氷はどうして水に浮かぶの?水の不思議

2018年9月8日身の回りの科学

お店でお水をもらった時、氷が浮いていますよね。

そもそも氷が入っていない場合もありますが、、、

また、上の写真のように氷河は海の上に浮いています。

氷と水は同じ水分子でできているにも関わらず、氷は必ず水に浮きます。

不思議に思いませんか?

どうして氷は水に浮くのでしょうか。

答えは氷が水よりも密度が低く、軽いからです。

同じ水分子からできているのに、なぜその差はうまれるのだろうか。

今回は氷が水に浮かぶ理由を説明していこうと思います。

1.浮かぶということ

空っぽのペットボトルを水に沈めようとしても、沈まずに浮いてくるはずです。

なぜなら、ペットボトルの中には空気が入っており、空気は水よりもはるかに軽いからですよね。

また、体が水に浮くのも同じ理由であり、体の方が水よりも軽いから浮くわけです。

詳しくは⇩で説明されていますので、併せて読んでみて下さい。

どうして海は川や湖よりも浮きやすいの?比重とは?

そして、浮くのは水の中だけではありません。

空気中でも同じことが起きます。

ヘリウムの入った風船は空気中をぷかぷかと浮かんでいきますよね。

これは、空気よりもヘリウムが軽いから浮かぶということです。

詳しくは⇩で説明されていますので、こちらも併せて読んでみて下さい。

ヘリウムガスの風船はなぜ飛んでいくのか?なんで吸うと声が変わるの?

では、氷に戻りましょう。

ペットボトルや人間の体、そしてヘリウムと同じように、浮かぶということは、氷は水よりも軽いということになりますよね!

では、なぜ同じ水分子の集まりにも関わらず、その違いが生まれるのでしょうか?

2.氷が水よりも軽いのはなぜ?

水と氷が同じ水分子からできているにも関わらず、どうしてこのような違いがうまれるのでしょうか?

それは、氷の水分子たちの結合様式に秘密があるのです。

まず、水分子は以下の図の様にくの字に折れ曲がった構造をしていますよね。

液体の状態ではきっちりと並んでいるわけでなく、回転したり、揺れ動いたりしている状態です。

しかし、エネルギーが少なくなる、つまり温度が下がってくると、水分子たちはおとなしくなり、集まろうとします。

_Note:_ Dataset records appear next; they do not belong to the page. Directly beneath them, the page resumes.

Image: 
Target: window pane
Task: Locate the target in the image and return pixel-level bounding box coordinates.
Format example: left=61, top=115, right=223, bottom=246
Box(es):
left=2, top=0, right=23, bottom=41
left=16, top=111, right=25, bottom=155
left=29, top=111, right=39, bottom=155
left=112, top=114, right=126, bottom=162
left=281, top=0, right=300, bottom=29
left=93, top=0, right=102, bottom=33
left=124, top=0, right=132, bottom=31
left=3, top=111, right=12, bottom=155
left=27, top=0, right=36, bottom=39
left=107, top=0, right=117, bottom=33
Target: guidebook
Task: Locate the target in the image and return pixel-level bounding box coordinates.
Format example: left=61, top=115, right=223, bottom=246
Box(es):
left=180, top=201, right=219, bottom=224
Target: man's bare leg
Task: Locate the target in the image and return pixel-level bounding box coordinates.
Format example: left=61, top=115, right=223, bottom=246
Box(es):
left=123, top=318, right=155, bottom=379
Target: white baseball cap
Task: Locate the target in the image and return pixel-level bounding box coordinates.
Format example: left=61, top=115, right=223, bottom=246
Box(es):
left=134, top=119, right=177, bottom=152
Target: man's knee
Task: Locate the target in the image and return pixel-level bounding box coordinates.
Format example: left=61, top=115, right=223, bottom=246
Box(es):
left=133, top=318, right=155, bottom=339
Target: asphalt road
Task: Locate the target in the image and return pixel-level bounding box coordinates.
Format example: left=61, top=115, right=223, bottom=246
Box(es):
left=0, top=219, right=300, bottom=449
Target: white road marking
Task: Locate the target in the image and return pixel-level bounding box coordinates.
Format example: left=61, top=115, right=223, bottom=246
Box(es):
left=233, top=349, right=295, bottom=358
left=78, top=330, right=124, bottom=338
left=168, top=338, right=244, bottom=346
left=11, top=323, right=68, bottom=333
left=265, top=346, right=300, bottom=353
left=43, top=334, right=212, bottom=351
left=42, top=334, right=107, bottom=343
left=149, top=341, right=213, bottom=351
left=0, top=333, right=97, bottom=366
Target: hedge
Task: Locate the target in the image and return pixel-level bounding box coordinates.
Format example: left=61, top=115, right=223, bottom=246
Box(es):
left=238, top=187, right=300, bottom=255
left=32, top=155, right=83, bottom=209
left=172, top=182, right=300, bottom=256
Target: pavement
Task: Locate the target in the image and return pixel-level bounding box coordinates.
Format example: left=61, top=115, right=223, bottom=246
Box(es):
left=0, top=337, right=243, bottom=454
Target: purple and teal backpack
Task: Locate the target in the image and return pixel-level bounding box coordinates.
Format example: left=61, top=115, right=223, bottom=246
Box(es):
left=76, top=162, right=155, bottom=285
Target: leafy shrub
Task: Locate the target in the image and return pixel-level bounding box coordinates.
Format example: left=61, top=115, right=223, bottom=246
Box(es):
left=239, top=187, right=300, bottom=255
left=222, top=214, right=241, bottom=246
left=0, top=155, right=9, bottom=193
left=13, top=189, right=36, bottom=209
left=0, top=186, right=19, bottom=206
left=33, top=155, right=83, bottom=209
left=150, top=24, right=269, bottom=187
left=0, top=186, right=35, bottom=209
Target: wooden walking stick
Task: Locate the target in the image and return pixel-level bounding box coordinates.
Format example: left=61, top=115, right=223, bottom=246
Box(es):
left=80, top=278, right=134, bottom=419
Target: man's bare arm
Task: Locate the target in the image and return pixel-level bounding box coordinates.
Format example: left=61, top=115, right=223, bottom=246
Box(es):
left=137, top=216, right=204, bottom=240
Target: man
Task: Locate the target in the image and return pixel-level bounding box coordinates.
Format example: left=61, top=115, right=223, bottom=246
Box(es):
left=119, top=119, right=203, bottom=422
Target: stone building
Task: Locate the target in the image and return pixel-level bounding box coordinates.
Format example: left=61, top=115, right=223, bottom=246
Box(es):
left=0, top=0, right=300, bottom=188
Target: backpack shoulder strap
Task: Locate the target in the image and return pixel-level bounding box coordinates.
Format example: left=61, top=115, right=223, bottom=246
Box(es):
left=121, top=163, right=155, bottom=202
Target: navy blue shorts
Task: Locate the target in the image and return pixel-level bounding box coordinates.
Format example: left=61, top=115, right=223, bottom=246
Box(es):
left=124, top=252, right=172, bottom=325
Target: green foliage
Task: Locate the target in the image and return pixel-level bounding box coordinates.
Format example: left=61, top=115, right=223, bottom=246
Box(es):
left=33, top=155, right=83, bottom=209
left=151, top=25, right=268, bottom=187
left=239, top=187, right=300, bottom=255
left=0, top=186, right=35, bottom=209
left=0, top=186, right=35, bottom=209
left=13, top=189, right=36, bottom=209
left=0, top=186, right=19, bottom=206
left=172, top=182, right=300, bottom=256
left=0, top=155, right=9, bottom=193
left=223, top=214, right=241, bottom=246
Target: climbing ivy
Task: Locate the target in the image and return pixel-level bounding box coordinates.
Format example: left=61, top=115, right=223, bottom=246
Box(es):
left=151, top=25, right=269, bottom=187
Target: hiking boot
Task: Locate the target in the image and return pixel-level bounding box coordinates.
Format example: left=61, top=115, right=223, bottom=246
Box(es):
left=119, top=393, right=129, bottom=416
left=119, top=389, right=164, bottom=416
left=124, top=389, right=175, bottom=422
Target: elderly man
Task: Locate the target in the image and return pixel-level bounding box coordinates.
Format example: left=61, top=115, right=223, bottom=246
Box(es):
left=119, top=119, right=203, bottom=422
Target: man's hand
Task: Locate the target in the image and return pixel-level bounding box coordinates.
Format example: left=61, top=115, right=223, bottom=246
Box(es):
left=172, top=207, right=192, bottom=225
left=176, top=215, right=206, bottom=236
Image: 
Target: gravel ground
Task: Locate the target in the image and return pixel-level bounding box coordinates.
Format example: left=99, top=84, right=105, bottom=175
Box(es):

そして、0℃に差し掛かると、水分子たちは水素結合によって繋がり、結晶構造を形成するのです。

それこそが氷です。

その氷の状態では、水分子が⇩のように水素結合によって互いが繋がっています。

※白:水素原子 赤:酸素原子 点線:水素結合  

 水分子たちが綺麗に並んでいますよね。

また、青色で示した部分⇩は正四面体構造であり、このような構造がたくさん連なっているのです。

なんだか隙間が多くないですか?

氷はこのような結晶構造を取るため、隙間が多く、水よりも密度が低くなるのです。

つまり、水よりも軽くなり、浮くというわけですね。

また、水を凍らせた時に体積はどうなるでしょうか?

体積は増えると思います。

ペットボトルに水をパンパンに入れて凍らせると破裂してしまいますよね。

それは、水分子がこのような隙間を多く持った構造になるため、体積が増えるのです。

水を凍らせると体積が増える理由と、氷が水に浮かぶ理由は同じ何ですね!

3.さいごに

もし、氷の方が密度が高く、水に沈んでしまうとどうなるでしょうか?

湖が凍ったら中にいる魚たちは氷に押しつぶされて大変なことになりますよね。

氷が水よりも軽くて良かった。

また、氷の構造を見て、気づいた方がおられるかもしれません。

その構造には6角形が含まれていますよね!

これは重要なポイントで、雪の結晶が必ず六角形であるということにも繋がるのです。

雪の結晶についてのお話は後日、したいと思います。